In Köln drücken viele Grüne der CDU die Daumen. Doch grüne Landesminister unterstützen die SPD

von PASCAL BEUCKER

Wer gewinnt die OB-Stichwahl in Köln? Eigentlich stehen bei der Entscheidung am Sonntag nur noch der CDU-Kandidat Fritz Schramma und SPD-Anwärterin Anke Brunn zur Wahl. Die grüne Kandidatin ist im ersten Wahlgang vor zwei Wochen ausgeschieden. Trotzdem wird es morgen Abend auch bei den Grünen Sieger und Verlierer geben.

Der Kampf, wer die kommenden neun Jahre an der Spitze der Domstadt stehen wird, hat sich zu einer kuriosen Machtprobe zwischen dem Grünen-Kreisverband in Köln und den führenden Köpfen der nordrhein-westfälischen Landespartei entwickelt.
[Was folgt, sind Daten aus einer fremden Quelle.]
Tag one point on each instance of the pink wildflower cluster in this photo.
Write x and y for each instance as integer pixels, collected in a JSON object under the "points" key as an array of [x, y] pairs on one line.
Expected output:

Es geht um die 9,1 Prozent der WählerInnen, die sich im ersten Wahlgang für die grüne Kandidatin Barbara Moritz entschieden haben. Diese „grünen Stimmen“ könnten am Sonntag den Ausschlag geben.

Nach den letzten Umfragen liegt CDU-Mann Schramma, der in der ersten Runde auf 47,3 Prozent kam, immer noch vorn. Infratest dimap sieht Schramma bei 50,5 gegenüber 49,5 Prozent für Brunn, die am 3. September 38,9 Prozent bekam. Forsa hat einen Vorsprung von 52 zu 48 Prozent ermittelt. Doch die Wahl ist noch nicht gelaufen: Fast 20 Prozent der Kölner haben sich noch nicht entschieden, wen sie am Sonntag wählen wollen.

Gerade um das Grünen-Klientel kämpfen die zurückliegenden Sozialdemokraten verbissen. Um es zu gewinnen, schalten sie im Wahlkampfendspurt Anzeigen mit einem Wahlaufruf der grünen Landesminister Bärbel Höhn und Michael Vesper zugunsten Anke Brunns. Besonders der stellvertretende Ministerpräsident Vesper legt sich mächtig ins Zeug. Am Mittwoch trat er als „Überraschungsgast“ auf einer SPD-Veranstaltung mit Kanzler Schröder und Ministerpräsident Clement im Kölner Gürzenich auf. Unter großem Beifall rief Vesper in den Saal: „Anke Brunn muss die erste Oberbürgermeisterin in Köln werden.“

Das allerdings sehen die Kölner Grünen anders. Sie sind verärgert über das Engagement der Düsseldorfer Parteifreunde. „Der Wahlaufruf ist wohl eher aus rot-grüner Koalitionsräson auf Landesebene erfolgt“, giftet der grüne Ratsfraktionsvize Jörg Frank. Der Kölner Kreisverband hatte sich mit großer Mehrheit gegen eine Wahlempfehlung ausgesprochen, da weder Schramma noch Brunn „im Wahlkampf für die Grünen akzeptable politische Ziele formuliert“ hätten.

Nicht wenige aus der grünen Ratsfraktion hoffen jedoch insgeheim auf einen Sieg Schrammas. Denn für den Fall eines SPD-Erfolgs befürchten sie eine große Koalition. „Rot-schwarze Personalpakete liegen fertig in der Schublade“, ist sich Fraktionschefin Barbara Moritz sicher.

Würde Brunn nach ihrer Wahl auf Rot-Grün setzen, gäbe es ein Patt im Rat, „bei der der ‚Republikaner‘ das Zünglein an der Waage ist, was keiner wollen kann“, rechnet die grüne Frontfrau vor. Das sei nun mal ein Dilemma.

Gewinnt aber der im Wahlkampf betont liberal und grünen-freundlich auftretende 52-jährige Schramma, dürfte die Kooperation zwischen CDU und Grünen fortgesetzt werden, obwohl es dann auch wieder eine Einstimmenmehrheit für Schwarz-Gelb im Rat geben würde. „Wir arbeiten an einem Modell Schwarz-Grün, das über die Stadtgrenzen hinaus Beachtung finden wird“, hatte CDU-Fraktionschef Rolf Bietmann bereits am Abend nach dem ersten Wahlgang verkündet.

Die Kölner Situation sei „komplizierter, als das mancher ahnungslose grüne Minister in Düsseldorf verstehen kann“, schimpft die Grüne Moritz. Inhaltlich stünde sie zwar der SPD näher, doch eine Mehrheit lasse sich halt nur mit der CDU bilden.

Der grüne Streit lässt die Wahlchancen für Anke Brunn sinken. Gratulieren werden ihr Konkurrent Schramma und auch Moritz am Sonntag jedoch auf jeden Fall: Die 57-Jährige hat an diesem Tag Geburtstag. Ob sie einen Grund zum Feiern haben wird, entscheiden die Wähler.